US 12,412,070 B2
	Neural processing unit that reuses feature maps and its operation method
Dong Hyun Min, Goyang-si (KR); Jung Boo Park, Seoul (KR); Kyeong Han Kim, Yongin-si (KR); Ho Seung Kim, Suwon-si (KR); and Hyun Jin Kim, Hwaseong-si (KR)
Assigned to DEEPX CO., LTD., Seongnam-si (KR)
Filed by DEEPX CO., LTD., Seongnam-si (KR)
Filed on Apr. 15, 2024, as Appl. No. 18/636,196.
Claims priority of application No. 10-2023-0171760 (KR), filed on Nov. 30, 2023.
Prior Publication US 2025/0181884 A1, Jun. 5, 2025
Int. Cl. G06N 3/04 (2023.01); G06F 3/06 (2006.01); G06N 3/063 (2023.01)

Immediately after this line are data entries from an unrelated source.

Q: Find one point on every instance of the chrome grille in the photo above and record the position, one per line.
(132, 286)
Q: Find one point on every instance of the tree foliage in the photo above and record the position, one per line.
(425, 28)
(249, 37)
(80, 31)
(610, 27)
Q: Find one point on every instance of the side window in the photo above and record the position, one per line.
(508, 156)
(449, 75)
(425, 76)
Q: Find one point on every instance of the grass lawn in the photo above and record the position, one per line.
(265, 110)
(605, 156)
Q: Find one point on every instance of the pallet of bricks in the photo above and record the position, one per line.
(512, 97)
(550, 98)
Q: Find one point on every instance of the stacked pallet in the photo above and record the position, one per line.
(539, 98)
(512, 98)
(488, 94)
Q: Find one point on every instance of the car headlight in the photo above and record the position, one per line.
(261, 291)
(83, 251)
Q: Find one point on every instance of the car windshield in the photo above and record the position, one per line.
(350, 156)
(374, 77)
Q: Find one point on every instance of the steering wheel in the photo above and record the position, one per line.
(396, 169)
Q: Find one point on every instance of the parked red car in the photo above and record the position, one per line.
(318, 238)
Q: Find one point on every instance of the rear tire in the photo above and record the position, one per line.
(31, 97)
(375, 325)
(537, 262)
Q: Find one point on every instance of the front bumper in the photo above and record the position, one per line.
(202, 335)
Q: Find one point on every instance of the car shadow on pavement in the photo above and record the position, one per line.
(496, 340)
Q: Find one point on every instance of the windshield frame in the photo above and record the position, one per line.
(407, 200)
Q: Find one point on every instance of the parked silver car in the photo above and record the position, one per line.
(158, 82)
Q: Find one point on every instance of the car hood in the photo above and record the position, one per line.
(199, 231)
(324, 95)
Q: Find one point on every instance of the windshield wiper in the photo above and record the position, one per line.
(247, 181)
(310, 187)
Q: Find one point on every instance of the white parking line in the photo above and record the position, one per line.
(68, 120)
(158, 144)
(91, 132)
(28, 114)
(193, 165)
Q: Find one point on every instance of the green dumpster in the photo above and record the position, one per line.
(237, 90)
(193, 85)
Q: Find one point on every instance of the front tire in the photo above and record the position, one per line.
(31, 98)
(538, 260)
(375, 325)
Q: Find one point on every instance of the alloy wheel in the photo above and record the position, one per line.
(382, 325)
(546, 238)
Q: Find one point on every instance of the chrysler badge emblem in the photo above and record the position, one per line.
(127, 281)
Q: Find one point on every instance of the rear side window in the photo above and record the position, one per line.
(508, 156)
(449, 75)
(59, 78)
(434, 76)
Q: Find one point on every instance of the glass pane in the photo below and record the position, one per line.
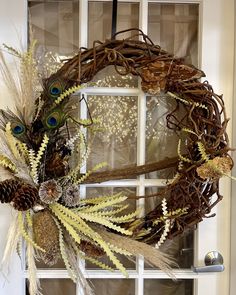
(168, 287)
(175, 28)
(55, 25)
(161, 141)
(56, 286)
(100, 16)
(114, 287)
(99, 28)
(93, 192)
(115, 140)
(108, 77)
(181, 247)
(40, 264)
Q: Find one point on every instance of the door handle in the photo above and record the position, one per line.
(213, 263)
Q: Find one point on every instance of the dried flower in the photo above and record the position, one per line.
(71, 196)
(50, 191)
(215, 168)
(26, 197)
(46, 236)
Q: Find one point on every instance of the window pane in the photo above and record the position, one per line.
(180, 247)
(114, 287)
(55, 25)
(115, 140)
(175, 28)
(56, 287)
(100, 17)
(168, 287)
(161, 141)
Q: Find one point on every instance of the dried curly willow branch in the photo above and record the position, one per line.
(197, 109)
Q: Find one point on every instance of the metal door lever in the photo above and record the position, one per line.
(213, 261)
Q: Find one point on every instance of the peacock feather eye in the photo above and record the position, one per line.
(54, 120)
(18, 129)
(56, 88)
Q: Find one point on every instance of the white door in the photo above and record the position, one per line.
(213, 52)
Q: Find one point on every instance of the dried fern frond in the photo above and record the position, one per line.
(13, 237)
(35, 161)
(152, 256)
(12, 142)
(25, 234)
(7, 163)
(34, 283)
(76, 225)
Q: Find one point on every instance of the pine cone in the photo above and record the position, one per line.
(8, 189)
(25, 197)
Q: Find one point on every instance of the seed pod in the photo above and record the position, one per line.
(46, 235)
(8, 189)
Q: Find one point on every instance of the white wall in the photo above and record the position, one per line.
(13, 22)
(233, 194)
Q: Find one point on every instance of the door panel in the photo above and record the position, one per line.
(190, 30)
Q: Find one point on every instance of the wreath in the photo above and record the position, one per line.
(44, 145)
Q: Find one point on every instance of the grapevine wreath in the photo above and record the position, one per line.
(44, 145)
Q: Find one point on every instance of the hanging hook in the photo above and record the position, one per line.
(114, 19)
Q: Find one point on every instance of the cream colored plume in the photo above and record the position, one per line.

CPC G06N 3/04 (2013.01) [G06F 3/0604 (2013.01); G06N 3/063 (2013.01)]

17 Claims

1. A method of reusing feature maps that is operable on a neural processing unit (NPU), the method comprising:

(a) calculating, for a first layer of at least one artificial neural network (ANN) model including a plurality of layers, a space cost based on sizes of an input feature map, an output feature map, and a weight of a subsequent layer of the first layer;

(b) calculating a caching value for an operation of the first layer;

(c) determining a caching profit for the operation of the first layer based on the space cost and the caching value, the caching profit being cumulatively calculated per operation;

(d) selecting at least one caching entry from among caching candidate entries, each of the caching candidate entries corresponding to an the output feature map used for computation in a particular layer among the plurality of layers;

(e) determining a caching entry of the at least one caching entry having maximum caching profit among the at least one output feature map of the caching candidate entries, the caching entry with the maximum caching profit determined based on the cumulatively calculated caching profit; and

(f) storing the caching entry in a variable memory including a plurality of memory units, by selectively storing the caching entry in at least one memory unit of the plurality of memory units to exclude unnecessary data among the at least one cache entry, the selective storing considering each layer between the first layer and a delta-step layer (Δ-step layer), where Δ is an integer greater than or equal to two,

wherein the method is executed by the NPU, the NPU including the at least one ANN model.